A citizens group in Bradenton Beach will soon become a political action committee.
The grass-roots group formed in July under the banner Concerned Neighbors of Bradenton Beach.
The group held a number of meetings, which lead to three ballot initiatives to change the city charter. Members collected the required number of petition signatures from more than 100 voters to have the initiatives added to the Nov. 7 municipal ballot.
In previous discussions, the group opted to remain an “educational” organization rather than a political committee.
However, according to Florida statutes, because the group “seeks signatures from registered electors in support of an initiative,” CNOBB chairman Bill Vincent determined they are required to register as a PAC.

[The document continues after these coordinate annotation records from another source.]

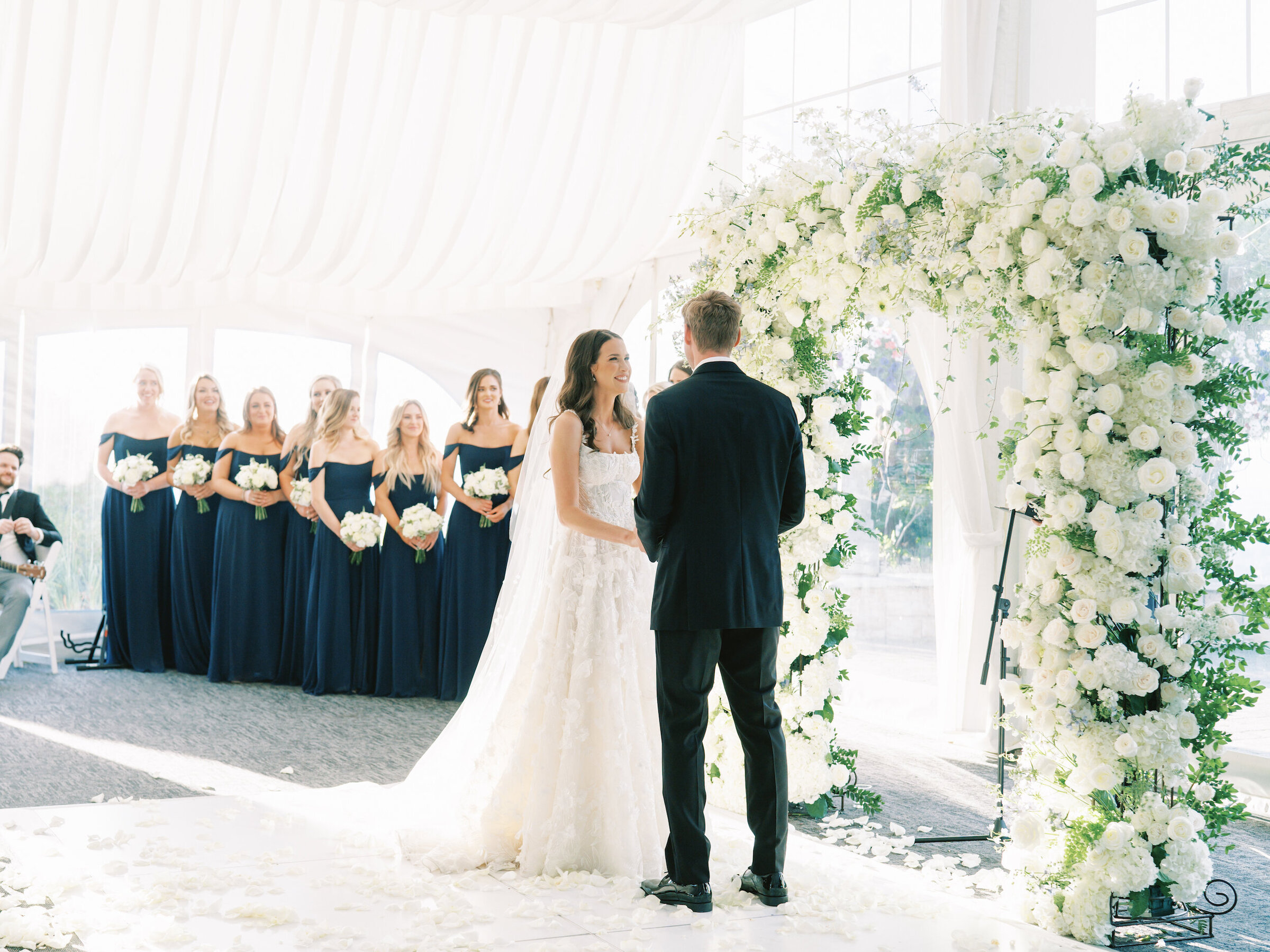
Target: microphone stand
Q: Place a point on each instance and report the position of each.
(1000, 612)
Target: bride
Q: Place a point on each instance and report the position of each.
(553, 762)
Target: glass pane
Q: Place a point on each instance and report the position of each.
(928, 32)
(772, 130)
(80, 379)
(820, 49)
(769, 62)
(1131, 52)
(285, 363)
(879, 40)
(1208, 39)
(1260, 36)
(398, 381)
(891, 96)
(924, 98)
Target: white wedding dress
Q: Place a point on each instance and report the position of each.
(553, 763)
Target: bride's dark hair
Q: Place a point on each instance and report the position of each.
(578, 391)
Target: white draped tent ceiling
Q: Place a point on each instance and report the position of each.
(450, 175)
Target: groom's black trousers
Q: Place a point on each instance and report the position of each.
(685, 676)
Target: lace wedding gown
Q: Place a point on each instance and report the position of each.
(568, 776)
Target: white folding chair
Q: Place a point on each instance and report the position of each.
(45, 645)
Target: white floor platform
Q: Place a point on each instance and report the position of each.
(205, 874)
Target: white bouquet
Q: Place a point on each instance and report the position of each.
(303, 494)
(361, 530)
(132, 470)
(487, 484)
(192, 470)
(258, 477)
(420, 522)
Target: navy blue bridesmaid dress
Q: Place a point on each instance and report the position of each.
(475, 565)
(410, 605)
(247, 584)
(343, 598)
(296, 568)
(194, 541)
(137, 550)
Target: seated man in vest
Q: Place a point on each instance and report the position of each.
(23, 526)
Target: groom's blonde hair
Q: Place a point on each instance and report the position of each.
(714, 319)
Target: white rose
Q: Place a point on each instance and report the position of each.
(1084, 213)
(1109, 543)
(1099, 423)
(1198, 160)
(1109, 398)
(1056, 634)
(1119, 157)
(969, 189)
(1229, 244)
(1104, 777)
(1170, 217)
(1090, 636)
(1157, 381)
(1072, 466)
(1191, 372)
(1135, 248)
(1070, 151)
(1086, 179)
(1029, 147)
(1033, 243)
(1126, 746)
(1182, 559)
(1123, 611)
(1085, 610)
(1144, 437)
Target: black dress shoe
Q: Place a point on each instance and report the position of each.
(772, 889)
(695, 896)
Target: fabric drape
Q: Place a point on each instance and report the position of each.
(352, 158)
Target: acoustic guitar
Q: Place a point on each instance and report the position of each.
(32, 570)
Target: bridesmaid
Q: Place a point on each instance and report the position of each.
(247, 575)
(407, 473)
(477, 557)
(343, 598)
(137, 591)
(302, 530)
(194, 534)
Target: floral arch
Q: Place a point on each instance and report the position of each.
(1090, 255)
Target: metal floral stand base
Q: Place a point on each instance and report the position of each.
(1167, 921)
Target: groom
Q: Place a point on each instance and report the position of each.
(723, 478)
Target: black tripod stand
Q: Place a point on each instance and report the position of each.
(1000, 612)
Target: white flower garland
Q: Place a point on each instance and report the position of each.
(1094, 249)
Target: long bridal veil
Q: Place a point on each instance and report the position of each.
(437, 810)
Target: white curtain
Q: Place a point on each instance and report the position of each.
(352, 158)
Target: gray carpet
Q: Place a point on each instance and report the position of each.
(337, 739)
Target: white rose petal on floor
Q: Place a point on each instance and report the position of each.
(237, 874)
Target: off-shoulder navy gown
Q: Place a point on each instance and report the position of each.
(410, 603)
(137, 550)
(296, 569)
(343, 598)
(247, 584)
(475, 565)
(194, 541)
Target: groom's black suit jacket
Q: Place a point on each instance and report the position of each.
(27, 505)
(723, 478)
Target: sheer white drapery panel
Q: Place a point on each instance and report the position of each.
(351, 158)
(630, 13)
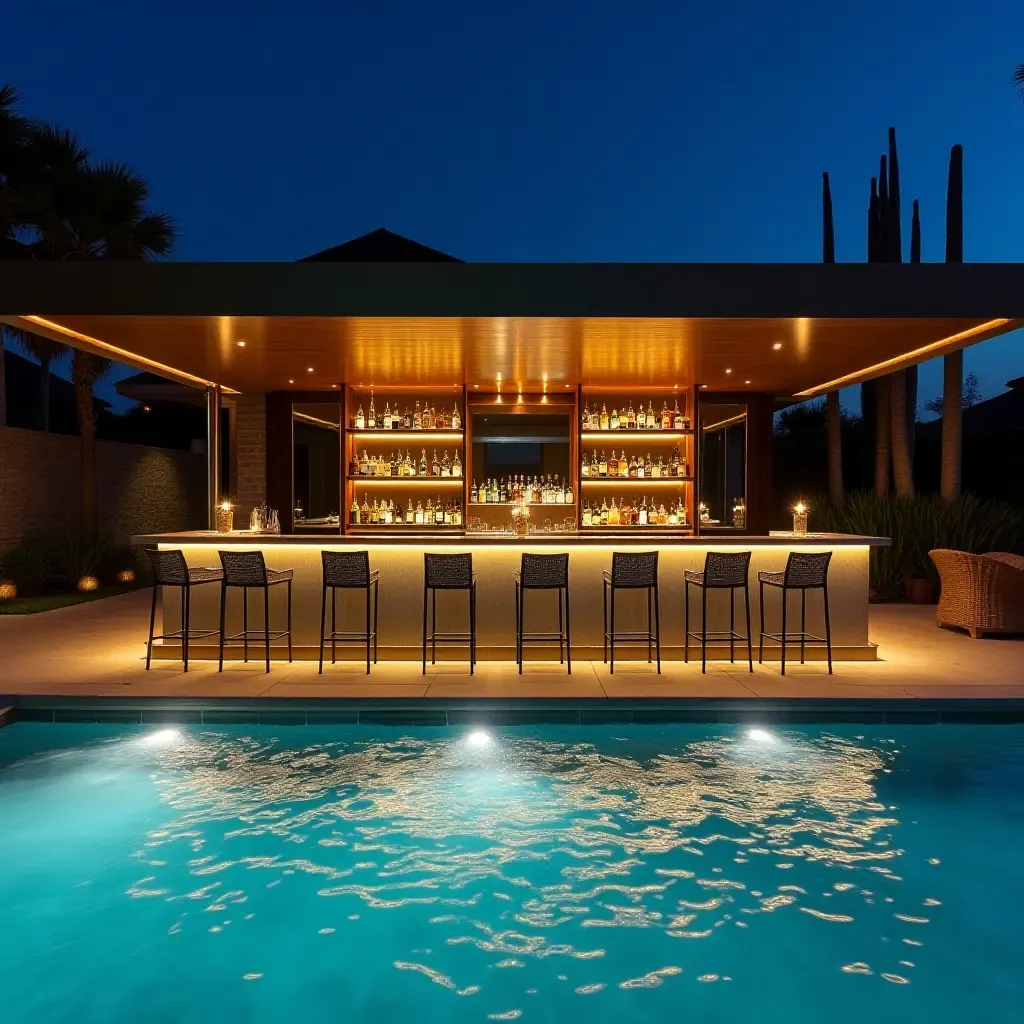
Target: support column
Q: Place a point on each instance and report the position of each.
(212, 455)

CNOBB members are pushing for three charter amendments — replace the city four-ward representative system with an at-large system, amend residency requirements for elected officials from 24 months to the state-approved 12-month minimum, and prohibit changes to the city charter by resolution. If approved by electors, a citizen vote to amend the charter would be needed.
According to CNOBB member Reed Mapes, his attorney, Jim Dye of Dye, Deitrich, Petruff & St. Paul P.L. of Bradenton, said the group should register with the city.
However, CNOBB member Tjet Martin attempted to submit the necessary forms Oct. 23 and was turned away at the clerk’s office.
Martin said the clerk first told her the city would not accept the application because the city is in litigation with CNOBB. After Martin insisted that was incorrect, the clerk suggested she register with the county, according to Martin.
The registration forms were signed by Vincent and treasurer John Metz and ready to file Oct. 23.
Martin then headed to the Manatee County Supervisor of Elections Office, where she was told to file the paperwork for the PAC with the city.